‘哦,騙你的。’
【……】
它才不承認自己真的信了宿主。
‘沒想到你還真信了,辣雞。’
【……】
我又雙叒叕宿主你大爺的!!
燕鴻無比地慶幸原主的房門是虹膜鎖,不然她可就得暴力拆門了,還得準備處理拆門之后的報警之類的后續,真是…麻煩死了。
這套公寓是局長為原主準備的,原主因為一直都在羅斯切爾德家族待著,也沒什么機會來這里,就這么一直空著,雖說聯邦做事不是很光彩,但不得不說這待遇還是不錯的。
看著一覽無余空曠的房間,燕鴻也無比地確認這里原主沒有來過,畢竟連張床都沒有的房子要是誰能住得下去也是可以了。
燕鴻剛想上里面的房間看看這個房子有多大結果剛走了一步就看到鞋邊被自己剛才落腳震出的灰塵,燕鴻立馬止住了自己的腳步,她還是去住辦公室來得舒服。
透過窗子看向外面已經開始大亮的天空,燕鴻知道自從她逃出男主的狼窩已經過了一個夜晚了,此刻正是清晨時候,于是帥氣地轉身走出房間,留下一片飛揚的灰塵。

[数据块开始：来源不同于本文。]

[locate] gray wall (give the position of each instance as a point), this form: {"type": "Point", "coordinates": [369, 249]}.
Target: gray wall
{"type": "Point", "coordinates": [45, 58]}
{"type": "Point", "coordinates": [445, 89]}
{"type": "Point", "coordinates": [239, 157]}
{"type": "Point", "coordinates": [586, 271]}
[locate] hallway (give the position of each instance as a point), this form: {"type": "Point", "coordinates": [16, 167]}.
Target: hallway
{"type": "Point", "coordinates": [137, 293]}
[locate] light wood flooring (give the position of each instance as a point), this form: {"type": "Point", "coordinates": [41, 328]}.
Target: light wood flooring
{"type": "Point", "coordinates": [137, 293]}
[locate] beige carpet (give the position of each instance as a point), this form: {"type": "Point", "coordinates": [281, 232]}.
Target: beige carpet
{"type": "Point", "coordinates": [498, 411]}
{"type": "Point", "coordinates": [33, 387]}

在走進原主為其工作了十幾年的聯邦的特區大廈后,順著牌子找到了原主的工作室,燕鴻發現了一個令她很不開心的事實,即便在這十幾年里建樹頗多,但原主依舊是一個歸于反情報部的普通工作人員,雖然也是獨立的辦公室,但燕鴻依舊不是很開心,說好的裝逼呢?原主一個普通人員裝什么?怎么裝?在辦公室門口擺個牌子寫著她在羅斯切爾德家族的身份么?除了被當成稀有物種觀賞之外還能有什么用?
燕鴻是個現實的人,既然不能裝逼,那就不裝,逞強裝逼什么的,她還是沒有那個臉面的。
于是決定安分守己的燕鴻就每天窩在辦公室里,喝喝茶,看看報,過得那叫一個悠閑,終于,局長忍不下去了。
司命在fbi的普通工作人員甚至是一些主管的眼中只是一個普通的人員,但在上層管理階層可就不這么認為,領導階層嘛,知道的總是會多一些的。
若是與他們誰提一句司命,他們能洋洋灑灑給你來一個幾千字的論文,但縮減后也就大概是說司命牛逼,給他們聯邦長臉的意思,司命在他們的圈子里面可謂是如雷貫耳啊,至今為止每每提及司命,局長的臉上依舊是放光的。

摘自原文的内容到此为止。